The Metropolitan Police today announced they will begin using live facial recognition cameras operationally for the first time on the streets of London.
It is planned that the cameras will be in use for five to six hours at a time scanning faces against a list of suspects wanted for serious and violent crimes.
LIVE FACIAL RECOGNITION | We are using the latest technology to tackle crime and keep Londoners safe.
Live Facial Recognition will assist us locate and identify those wanted by police for violent offences and serious crimes.
— Metropolitan Police (@metpoliceuk) January 24, 2020
Met Police claim that the cameras have identified 70% of suspects however an independent review has found that the accuracy could be much lower.
As you can imagine Privacy Campaigners are warning that it could be a “serious threat to civil liberties”.
But to be fair if you have not committed a crime do you really have anything to worry about.
Following successful pilots in London and South Wales the cameras will be put into action within one month.
Police will warn local communities and consult them in advance that the new technology will be in place.
Areas, where the cameras are in use, will be clearly signposted and will be covering only a “small, targeted area” and police officers within those areas will hand out leaflets about the facial recognition scanning devices being used.
The use of live facial recognition technology will be intelligence-led and deployed to specific locations in London. This will help tackle serious crime, including serious violence, gun and knife crime, child sexual exploitation and help protect the vulnerable.
The technology, from NEC, provides police officers with an additional tool to assist them in doing what officers have always done – to try to locate and arrest wanted people.
This is not a case of technology taking over from traditional policing; this is a system which simply gives police officers a ‘prompt’, suggesting “that person over there may be the person you’re looking for”, it is always the decision of an officer whether or not to engage with someone.
Assistant Commissioner Nick Ephgrave, said: “This is an important development for the Met and one which is vital in assisting us in bearing down on violence.
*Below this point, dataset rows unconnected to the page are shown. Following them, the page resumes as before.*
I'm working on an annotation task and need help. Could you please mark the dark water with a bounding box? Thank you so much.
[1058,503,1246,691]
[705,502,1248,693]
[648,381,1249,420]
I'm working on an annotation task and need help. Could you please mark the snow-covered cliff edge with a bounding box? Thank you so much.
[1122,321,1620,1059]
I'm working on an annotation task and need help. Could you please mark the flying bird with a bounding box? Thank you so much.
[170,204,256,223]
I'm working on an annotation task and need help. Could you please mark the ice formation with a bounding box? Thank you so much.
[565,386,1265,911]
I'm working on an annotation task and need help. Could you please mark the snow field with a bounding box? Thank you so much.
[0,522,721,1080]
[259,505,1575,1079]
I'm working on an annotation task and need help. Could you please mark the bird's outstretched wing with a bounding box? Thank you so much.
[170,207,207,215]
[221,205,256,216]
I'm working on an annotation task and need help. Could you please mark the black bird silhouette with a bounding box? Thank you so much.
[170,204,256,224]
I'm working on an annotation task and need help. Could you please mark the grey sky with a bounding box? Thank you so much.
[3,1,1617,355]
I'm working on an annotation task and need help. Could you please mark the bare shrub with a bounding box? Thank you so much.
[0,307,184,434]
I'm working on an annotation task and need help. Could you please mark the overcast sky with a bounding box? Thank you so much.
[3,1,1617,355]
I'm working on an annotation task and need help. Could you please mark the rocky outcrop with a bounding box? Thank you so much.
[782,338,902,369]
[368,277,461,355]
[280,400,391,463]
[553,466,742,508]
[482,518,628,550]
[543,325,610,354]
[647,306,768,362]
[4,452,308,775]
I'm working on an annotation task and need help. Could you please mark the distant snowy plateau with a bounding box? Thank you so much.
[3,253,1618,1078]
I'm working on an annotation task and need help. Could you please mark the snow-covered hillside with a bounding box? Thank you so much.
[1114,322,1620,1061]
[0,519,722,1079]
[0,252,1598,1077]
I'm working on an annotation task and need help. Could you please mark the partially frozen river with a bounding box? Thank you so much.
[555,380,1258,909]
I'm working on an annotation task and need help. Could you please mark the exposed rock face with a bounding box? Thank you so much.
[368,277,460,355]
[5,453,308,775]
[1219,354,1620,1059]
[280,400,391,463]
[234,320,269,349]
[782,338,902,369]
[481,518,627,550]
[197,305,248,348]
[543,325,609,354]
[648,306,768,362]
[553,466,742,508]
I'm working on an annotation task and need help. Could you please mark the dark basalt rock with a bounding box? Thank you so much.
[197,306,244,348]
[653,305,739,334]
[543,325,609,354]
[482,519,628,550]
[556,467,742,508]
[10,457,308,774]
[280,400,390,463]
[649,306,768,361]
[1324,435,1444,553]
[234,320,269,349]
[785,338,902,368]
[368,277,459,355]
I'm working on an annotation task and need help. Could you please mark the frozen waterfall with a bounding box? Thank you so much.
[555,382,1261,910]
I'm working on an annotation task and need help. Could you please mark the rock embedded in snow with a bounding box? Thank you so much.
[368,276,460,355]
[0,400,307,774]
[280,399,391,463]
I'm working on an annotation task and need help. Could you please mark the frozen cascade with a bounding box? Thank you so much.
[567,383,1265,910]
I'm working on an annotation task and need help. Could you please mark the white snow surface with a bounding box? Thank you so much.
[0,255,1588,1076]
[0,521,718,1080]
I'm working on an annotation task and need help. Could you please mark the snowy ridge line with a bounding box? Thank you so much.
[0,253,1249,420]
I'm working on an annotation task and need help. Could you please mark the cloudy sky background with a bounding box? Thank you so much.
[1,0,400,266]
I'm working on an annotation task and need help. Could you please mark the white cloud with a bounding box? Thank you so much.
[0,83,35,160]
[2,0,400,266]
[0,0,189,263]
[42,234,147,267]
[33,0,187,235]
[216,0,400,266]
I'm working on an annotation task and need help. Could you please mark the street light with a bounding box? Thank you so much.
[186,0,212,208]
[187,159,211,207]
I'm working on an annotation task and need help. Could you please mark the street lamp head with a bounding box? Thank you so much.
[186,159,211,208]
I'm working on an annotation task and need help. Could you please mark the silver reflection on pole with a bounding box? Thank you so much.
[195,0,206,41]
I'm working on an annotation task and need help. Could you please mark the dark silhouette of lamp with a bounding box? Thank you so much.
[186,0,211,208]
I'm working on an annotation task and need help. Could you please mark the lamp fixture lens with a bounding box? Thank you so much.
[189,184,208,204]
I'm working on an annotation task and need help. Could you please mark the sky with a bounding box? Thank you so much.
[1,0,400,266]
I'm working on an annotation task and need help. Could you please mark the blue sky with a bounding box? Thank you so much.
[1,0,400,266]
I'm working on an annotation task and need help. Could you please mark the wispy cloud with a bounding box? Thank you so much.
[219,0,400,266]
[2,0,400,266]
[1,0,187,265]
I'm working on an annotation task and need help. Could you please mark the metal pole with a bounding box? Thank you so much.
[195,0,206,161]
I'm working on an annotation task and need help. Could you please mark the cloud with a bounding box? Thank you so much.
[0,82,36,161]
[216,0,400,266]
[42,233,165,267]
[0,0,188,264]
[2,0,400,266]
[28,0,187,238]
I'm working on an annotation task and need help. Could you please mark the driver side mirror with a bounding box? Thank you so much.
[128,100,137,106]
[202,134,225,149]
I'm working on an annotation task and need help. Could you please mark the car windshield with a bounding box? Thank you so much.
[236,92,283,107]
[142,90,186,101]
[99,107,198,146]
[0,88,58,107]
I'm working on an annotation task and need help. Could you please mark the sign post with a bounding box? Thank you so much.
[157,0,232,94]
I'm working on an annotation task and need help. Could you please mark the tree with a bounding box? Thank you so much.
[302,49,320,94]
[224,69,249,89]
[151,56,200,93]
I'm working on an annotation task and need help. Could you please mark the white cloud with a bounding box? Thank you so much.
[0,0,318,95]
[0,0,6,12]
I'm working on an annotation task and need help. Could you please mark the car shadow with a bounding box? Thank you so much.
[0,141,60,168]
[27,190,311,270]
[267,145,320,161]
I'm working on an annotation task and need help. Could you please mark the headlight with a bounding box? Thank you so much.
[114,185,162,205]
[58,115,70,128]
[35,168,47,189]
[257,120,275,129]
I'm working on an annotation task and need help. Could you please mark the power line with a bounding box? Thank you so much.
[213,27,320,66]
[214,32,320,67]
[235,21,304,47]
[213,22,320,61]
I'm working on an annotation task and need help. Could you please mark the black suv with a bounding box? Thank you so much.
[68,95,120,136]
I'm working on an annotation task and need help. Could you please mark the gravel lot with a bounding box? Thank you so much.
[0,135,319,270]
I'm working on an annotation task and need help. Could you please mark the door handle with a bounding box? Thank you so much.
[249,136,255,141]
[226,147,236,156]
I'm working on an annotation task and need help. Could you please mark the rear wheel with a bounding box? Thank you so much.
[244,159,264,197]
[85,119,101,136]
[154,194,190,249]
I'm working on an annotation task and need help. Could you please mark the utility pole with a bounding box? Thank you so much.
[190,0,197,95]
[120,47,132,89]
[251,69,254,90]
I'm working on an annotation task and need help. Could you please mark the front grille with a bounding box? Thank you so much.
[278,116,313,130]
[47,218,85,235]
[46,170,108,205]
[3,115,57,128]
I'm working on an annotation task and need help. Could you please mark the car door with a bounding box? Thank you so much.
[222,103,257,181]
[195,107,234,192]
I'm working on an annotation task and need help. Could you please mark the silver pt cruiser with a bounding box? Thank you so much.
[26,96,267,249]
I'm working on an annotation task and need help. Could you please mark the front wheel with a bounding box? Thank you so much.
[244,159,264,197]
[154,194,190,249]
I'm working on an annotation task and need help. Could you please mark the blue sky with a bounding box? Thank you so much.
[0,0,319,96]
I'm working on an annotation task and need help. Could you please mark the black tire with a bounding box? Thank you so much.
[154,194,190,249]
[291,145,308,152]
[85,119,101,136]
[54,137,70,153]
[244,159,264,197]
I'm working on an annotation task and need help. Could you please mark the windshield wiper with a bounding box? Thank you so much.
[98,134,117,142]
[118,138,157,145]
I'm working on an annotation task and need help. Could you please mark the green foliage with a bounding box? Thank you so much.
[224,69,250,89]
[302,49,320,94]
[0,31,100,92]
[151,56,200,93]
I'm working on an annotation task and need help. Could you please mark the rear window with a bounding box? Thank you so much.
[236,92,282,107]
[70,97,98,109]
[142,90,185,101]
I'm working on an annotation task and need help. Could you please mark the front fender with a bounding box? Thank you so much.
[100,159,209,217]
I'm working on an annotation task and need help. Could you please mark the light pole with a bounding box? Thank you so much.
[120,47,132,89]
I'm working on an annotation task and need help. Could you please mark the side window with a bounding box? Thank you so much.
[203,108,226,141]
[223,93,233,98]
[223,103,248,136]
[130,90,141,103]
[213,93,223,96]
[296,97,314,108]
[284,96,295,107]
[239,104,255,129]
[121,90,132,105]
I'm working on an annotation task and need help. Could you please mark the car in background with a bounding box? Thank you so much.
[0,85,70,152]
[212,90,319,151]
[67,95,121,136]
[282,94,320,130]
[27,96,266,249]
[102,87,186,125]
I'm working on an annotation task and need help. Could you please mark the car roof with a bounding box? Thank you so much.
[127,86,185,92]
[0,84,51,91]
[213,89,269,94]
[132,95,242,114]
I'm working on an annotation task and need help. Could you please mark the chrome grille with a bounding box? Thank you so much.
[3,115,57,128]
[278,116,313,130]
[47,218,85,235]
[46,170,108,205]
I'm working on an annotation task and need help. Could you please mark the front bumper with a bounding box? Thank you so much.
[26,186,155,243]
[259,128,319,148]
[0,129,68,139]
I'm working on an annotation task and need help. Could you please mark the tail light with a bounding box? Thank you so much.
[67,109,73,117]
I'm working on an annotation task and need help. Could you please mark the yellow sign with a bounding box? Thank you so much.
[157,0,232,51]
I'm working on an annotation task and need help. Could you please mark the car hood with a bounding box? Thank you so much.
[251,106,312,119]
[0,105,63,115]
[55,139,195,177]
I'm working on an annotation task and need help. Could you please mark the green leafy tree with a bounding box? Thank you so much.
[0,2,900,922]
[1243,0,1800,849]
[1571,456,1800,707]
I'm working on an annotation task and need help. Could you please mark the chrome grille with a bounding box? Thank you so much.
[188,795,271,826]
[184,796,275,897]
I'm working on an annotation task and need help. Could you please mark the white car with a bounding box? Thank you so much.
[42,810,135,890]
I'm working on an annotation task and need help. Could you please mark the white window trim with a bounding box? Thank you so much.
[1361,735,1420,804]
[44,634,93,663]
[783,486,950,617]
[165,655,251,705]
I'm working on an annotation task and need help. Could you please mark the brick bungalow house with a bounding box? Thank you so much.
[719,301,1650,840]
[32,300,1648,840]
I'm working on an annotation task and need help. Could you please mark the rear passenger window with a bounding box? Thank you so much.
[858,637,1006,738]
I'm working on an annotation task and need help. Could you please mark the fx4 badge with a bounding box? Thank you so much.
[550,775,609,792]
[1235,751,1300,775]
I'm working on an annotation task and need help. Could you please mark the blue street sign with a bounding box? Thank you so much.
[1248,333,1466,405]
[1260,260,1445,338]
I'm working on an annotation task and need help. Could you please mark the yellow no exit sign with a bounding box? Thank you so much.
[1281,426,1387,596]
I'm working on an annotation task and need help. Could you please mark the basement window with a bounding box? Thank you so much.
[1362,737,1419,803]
As a modern police force, I believe that we have a duty to use new technologies to keep people safe in London. Independent research has shown that the public support us in this regard. Prior to deployment we will be engaging with our partners and communities at a local level.
“We are using a tried-and-tested technology, and have taken a considered and transparent approach in order to arrive at this point. Similar technology is already widely used across the UK, in the private sector. Ours has been trialled by our technology teams for use in an operational policing environment.
“Every day, our police officers are briefed about suspects they should look out for; LFR improves the effectiveness of this tactic.
“Similarly if it can help locate missing children or vulnerable adults swiftly, and keep them from harm and exploitation, then we have a duty to deploy the technology to do this.”
The Met will begin operationally deploying LFR at locations where intelligence suggests we are most likely to locate serious offenders. Each deployment will have a bespoke ‘watch list’, made up of images of wanted individuals, predominantly those wanted for serious and violent offences.
At a deployment, cameras will be focused on a small, targeted area to scan passers-by. The cameras will be clearly signposted and officers deployed to the operation will hand out leaflets about the activity. The technology, which is a standalone system, is not linked to any other imaging system, such as CCTV, body worn video or ANPR.
AC Ephgrave continued: “We all want to live and work in a city which is safe: the public rightly expect us to use widely available technology to stop criminals.
“Equally I have to be sure that we have the right safeguards and transparency in place to ensure that we protect people’s privacy and human rights. I believe our careful and considered deployment of live facial recognition strikes that balance.”